Friday, March 19, 2010

Salisbury Steak Meatballs

So I was at it again. I was thinking I'd do something like barbecued meatballs from some ground pork I found on sale at the store. I also had a bunch of ground beef, so I though a mix of the two would be good. After cooking the meatballs in a skillet, I tried one before saucing and realized they tasted a lot like Salisbury Steak, but made with real meat. I have always been a sucker for Salisbury Steak, but it just doesn't chew quite like it is made from real meat. This had a nice flavor and I was really chewing something. I basically ended up with meatballs in a brown gravy. It was pretty good served over mashed potatoes.

Salisbury Steak Meatballs

1 lb ground chuck
1 lb ground pork
4 bread heals (saved in the freezer) pulsed in the food processor to make fresh bread crumbs
1 egg
1 larger onion, minced in the food processor (or grated on a box grater)
2 cloves garlic, minced with the onion
1/2 tsp chipolte powder (could use cayenne or leave it out)
1/2 tsp salt
1/2 tsp pepper
1 tsp thyme
1 tsp sage

Mix all ingredients in a bowl and form into small (1-inch) meatballs. Brown in a skillet in batches (draining on paper towels after cooking). Once all the meatballs are cooked there should be about 4 Tbsp grease in the pan. Add enough flour to the pan to make a thick grainy-looking paste (about equal parts grease and flour, but I didn't actually measure). Brown the flour for 3-5 minutes, stirring occasionally. Mix in 1 can (approx. 2 cups) chicken broth, stirring frequently until slightly thickened. Season with salt and pepper. Add meatballs back to the skillet and simmer until cooked through and the sauce has thickened to your liking (maybe 5 minutes).

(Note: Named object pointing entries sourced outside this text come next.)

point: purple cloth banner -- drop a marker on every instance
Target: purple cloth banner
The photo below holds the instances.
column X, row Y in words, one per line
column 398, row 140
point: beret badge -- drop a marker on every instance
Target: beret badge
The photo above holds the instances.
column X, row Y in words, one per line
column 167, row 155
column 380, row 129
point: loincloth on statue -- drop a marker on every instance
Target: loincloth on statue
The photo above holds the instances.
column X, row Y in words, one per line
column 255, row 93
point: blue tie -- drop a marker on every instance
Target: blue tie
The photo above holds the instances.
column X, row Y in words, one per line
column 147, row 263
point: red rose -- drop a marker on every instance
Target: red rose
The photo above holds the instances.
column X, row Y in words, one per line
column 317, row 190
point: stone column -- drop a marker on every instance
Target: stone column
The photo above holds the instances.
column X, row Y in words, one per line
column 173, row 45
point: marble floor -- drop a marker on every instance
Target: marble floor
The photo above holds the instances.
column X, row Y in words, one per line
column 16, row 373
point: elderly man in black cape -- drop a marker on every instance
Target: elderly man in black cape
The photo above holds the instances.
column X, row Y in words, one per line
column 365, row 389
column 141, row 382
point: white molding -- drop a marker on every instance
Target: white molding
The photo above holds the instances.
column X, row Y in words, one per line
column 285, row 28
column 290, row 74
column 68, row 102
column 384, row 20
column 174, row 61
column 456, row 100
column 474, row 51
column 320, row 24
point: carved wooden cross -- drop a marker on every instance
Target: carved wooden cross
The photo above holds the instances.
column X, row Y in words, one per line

We served this with mashed potatoes, but I really should have had some peas too so that it was just like the TV dinners of old. You remember, the ones that were in a foil tray and went in the oven. I must admit, I really liked those. The microwaved ones are just not that good.

Thursday, March 18, 2010

Rattlesnake Brownies

No I didn't put snake in the brownies. A rattlesnake is a layered shot with equal parts Kahlua, Creme de Cocoa, and Irish Cream, although I prefer them mixed and chilled (thanks McNugget). This recipe is based on the Boozy Irish Cream Brownies found on Baking Bites. I figured if Bailey's brownies were good, Rattlesnake brownies would be even better. I did change the glaze recipe, though. It was just coming out too thick for me. And the extra booze can't hurt.

Rattlesnake Brownies

1/3 cup butter
2/3 cup sugar
1/3 cup cocoa powder
1 egg
1 tsp. vanilla
3/4 cup flour
1/4 tsp. baking soda
1/4 tsp. salt
1/2 cup Rattlesnakes (or just shy of 3 Tbsp. Kahlua, 3 Tbsp. Creme de Cocoa, and 3 Tbsp. Irish Cream)

2 2/3 Tbsp. butter (just us the remainder of the stick from the brownies)
2 Tbsp. Rattlesnakes (or 2 tsp. Kahlua, 2 tsp. Creme de Cocoa, and 2 tsp. Irish Cream)
1 Tbsp. cocoa powder
1 cup powdered sugar

Preheat oven to 350F. Grease a 9x9-inch square baking dish. In a medium saucepan, melt butter. Mix in sugar and cocoa powder until smooth. In a large bowl, combine flour, baking soda, and salt. Mix in cocoa mixture. Add egg, vanilla, and rattlesnake mix.

Bake for 22-26 minutes, until it tests done with a toothpick.

While the brownie bakes make the glaze. In your saucepan (no need to wash, we're starting with butter, cocoa, and sugar anyway), melt butter. Add cocoa. Off the heat add Rattlesnake mix and powdered sugar. (If it's too thick, thin a bit more with milk or more Rattlesnake mix.) Pour the glaze over the brownies as soon as they come out of the oven. Spread the glaze out to the corners and let cool.

Tuesday, March 2, 2010

Better than Hamburger Helper

So I had a good bit of sauce left from the Roast with Red Gravy I came up with the other day. I figured I could add some basil and oregano and have an Italian-ish dish. So I browned a pound of hamburger and added about a tsp. each of basil and oregano, then added about 3 cups, or so, of sauce. It didn't really taste Italian. It seemed like something better than Hamburger Helper. I guess real vegetables in the sauce will do that. I served this over a box (13.5 oz.) of cooked whole wheat pasta. The sauce was flavorful enough that no one noticed that the pasta was whole wheat. Even better, all of the boys liked it, which is more than I can say for most pasta dishes.